Se me helaron las manos. Ya no era solo maltrato. Ya no era solo crueldad. Mi madre había querido romper mi matrimonio por hambre.

Cuando Jimena despertó, le enseñé la libreta.

—¿Por qué no me dijiste?
—Porque tú siempre la defendías.

No supe qué contestar. Tenía razón. Toda la vida la defendí. Aunque humillara, aunque controlara, aunque se metiera en todo.

Esa tarde regresé solo por nuestras cosas. Mi madre abrió la puerta con una sonrisa fría.

—Sabía que ibas a volver.
—Vine por lo nuestro.
—Te vas a cansar de esa muchacha. Todas son iguales.
—No.
—Yo te conozco mejor que nadie.
—Precisamente por eso ya entendí demasiadas cosas.

Entré al cuarto, tomé la maleta de Jimena y el portabebé. Cuando iba saliendo, vi junto al fregadero una botella sin etiqueta. Olía a limpiador. La reconocí: era el líquido con el que mi madre lavaba el piso. Miré el recipiente de la salsa verde que seguía en el refrigerador. Olía igual de raro que el arroz de aquel día.

Mi madre notó mi expresión y se tensó.

—¿Qué tanto ves?
—¿Le pusiste algo a la comida?
—No digas estupideces.
—Respóndeme.
—Solo quería que aprendiera.

Sentí que el mundo se me volteó.

—¿Aprender qué?
—Que en esta casa se respeta.
—Casi envenenas a mi esposa y a mi hijo.
—No fue para tanto.

Ese “no fue para tanto” terminó de romper algo en mí. Saqué el celular, llamé a un primo que trabajaba en la policía municipal y, por primera vez en mi vida, denuncié a mi propia madre.

Cuando los agentes llegaron, Ofelia gritó, lloró y me llamó malagradecido delante de los vecinos. Yo no sentí triunfo. Solo asco. Y una tristeza vieja. La verdad por fin estaba afuera. Y dolía más de lo que imaginé.

Los meses siguientes no fueron fáciles. Nos mudamos a Guadalajara con una tía de Jimena mientras conseguíamos un cuarto y un trabajo más estable. Dormíamos poco. Llorábamos mucho. A veces discutíamos por el cansancio; otras veces nos quedábamos en silencio, mirando al niño respirar, como si todavía nos costara creer que estaba bien.

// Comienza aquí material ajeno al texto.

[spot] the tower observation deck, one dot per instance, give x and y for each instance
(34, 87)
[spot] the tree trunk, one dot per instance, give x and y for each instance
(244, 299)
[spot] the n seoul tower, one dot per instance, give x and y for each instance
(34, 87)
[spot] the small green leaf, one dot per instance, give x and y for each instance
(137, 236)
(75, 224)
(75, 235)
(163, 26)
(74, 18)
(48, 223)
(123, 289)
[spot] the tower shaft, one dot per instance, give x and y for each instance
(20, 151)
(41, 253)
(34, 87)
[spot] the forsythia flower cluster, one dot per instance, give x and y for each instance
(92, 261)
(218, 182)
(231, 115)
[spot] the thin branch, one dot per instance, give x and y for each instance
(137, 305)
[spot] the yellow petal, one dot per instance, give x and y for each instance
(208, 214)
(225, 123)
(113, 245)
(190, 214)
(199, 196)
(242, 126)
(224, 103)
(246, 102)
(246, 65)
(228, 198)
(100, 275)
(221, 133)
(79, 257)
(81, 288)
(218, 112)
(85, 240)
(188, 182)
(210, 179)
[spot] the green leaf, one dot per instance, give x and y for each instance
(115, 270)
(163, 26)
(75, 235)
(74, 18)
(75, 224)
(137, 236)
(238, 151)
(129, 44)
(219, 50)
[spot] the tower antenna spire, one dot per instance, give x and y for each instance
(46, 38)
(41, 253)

Pero algo cambió entre nosotros. Por primera vez, Jimena dejó de pedirme permiso para hablar. Y yo dejé de pedirle paciencia para soportar lo insoportable.

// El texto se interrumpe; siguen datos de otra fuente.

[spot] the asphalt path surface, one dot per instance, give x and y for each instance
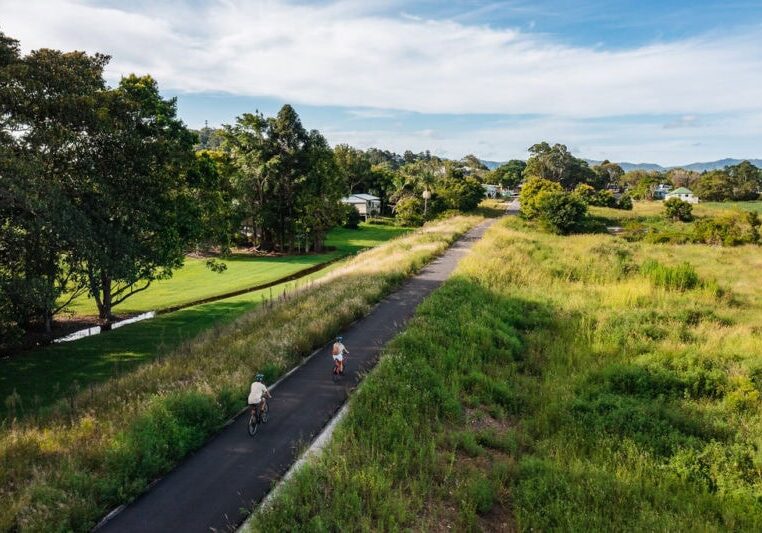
(210, 489)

El proceso contra mi madre no llegó tan lejos como muchos hubieran querido. No hubo cárcel, ni grandes escenas de justicia de telenovela. Sí hubo una orden de restricción. Sí hubo informes médicos. Sí hubo vecinos que finalmente admitieron que habían escuchado gritos, insultos y humillaciones durante semanas. La vergüenza pública fue suficiente para que en el pueblo dejaran de verla como santa.

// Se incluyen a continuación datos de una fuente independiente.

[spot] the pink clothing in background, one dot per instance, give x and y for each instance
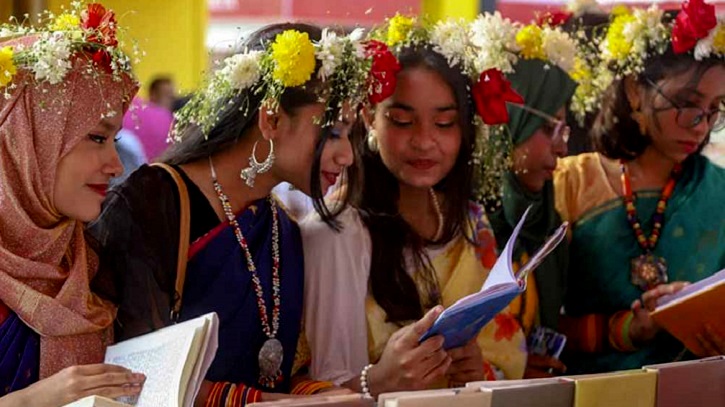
(151, 123)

Un día, casi cuatro meses después, recibí una llamada del hospital comunitario de Tepatitlán. Mi madre estaba internada por una intoxicación estomacal severa. Había estado comiendo sobras en mal estado. Sola. Sin nadie que le calentara la comida. Sin nadie que la cuidara.

Jimena me vio colgar y supo de inmediato que era algo de ella.

—¿Está grave?
—Sí.
—¿Vas a ir?

Miré a mi hijo dormido en la carriola. Pensé en el cuarto sin agua, en la libreta, en aquel plato agrio.

—No hoy.

Jimena no dijo nada. Solo me tomó la mano. Y en ese gesto entendí algo que me cambió para siempre: perdonar no siempre significa volver. A veces significa cerrar la puerta para que el daño no entre otra vez.

Con el tiempo aprendí a vivir con una verdad incómoda: hay madres que aman, pero también controlan; que cuidan, pero también destruyen; que usan el sacrificio pasado como permiso para humillar en el presente. Y hay hijos que tardamos demasiado en entenderlo.

La última vez que mi madre me mandó un mensaje, solo decía:

“Todo lo hice por no perderte.”

Lo leí varias veces antes de borrar la conversación. Porque al final, esa fue la verdad más amarga de todas. Nunca quiso cuidar a mi familia. Quiso quedarse con mi vida.

Hoy mi hijo ya corre por la sala, se ríe con cualquier cosa y se duerme abrazado al pecho de Jimena. A veces, cuando ella sirve la comida, yo me quedo mirándolos más de la cuenta. Entonces me pregunta por qué la veo así, y yo le respondo lo mismo:

—Porque sigo dándole gracias a Dios por haber llegado a tiempo.

Hay historias que se vuelven virales por el escándalo. Pero las que de verdad dejan marca son las que obligan a uno a preguntarse algo incómodo:

¿Hasta dónde se debe aguantar por “respeto a la familia”?

Yo ya tengo la respuesta. La familia que se defiende no siempre es la que te vio nacer. A veces es la que casi pierdes por no atreverte a abrir los ojos.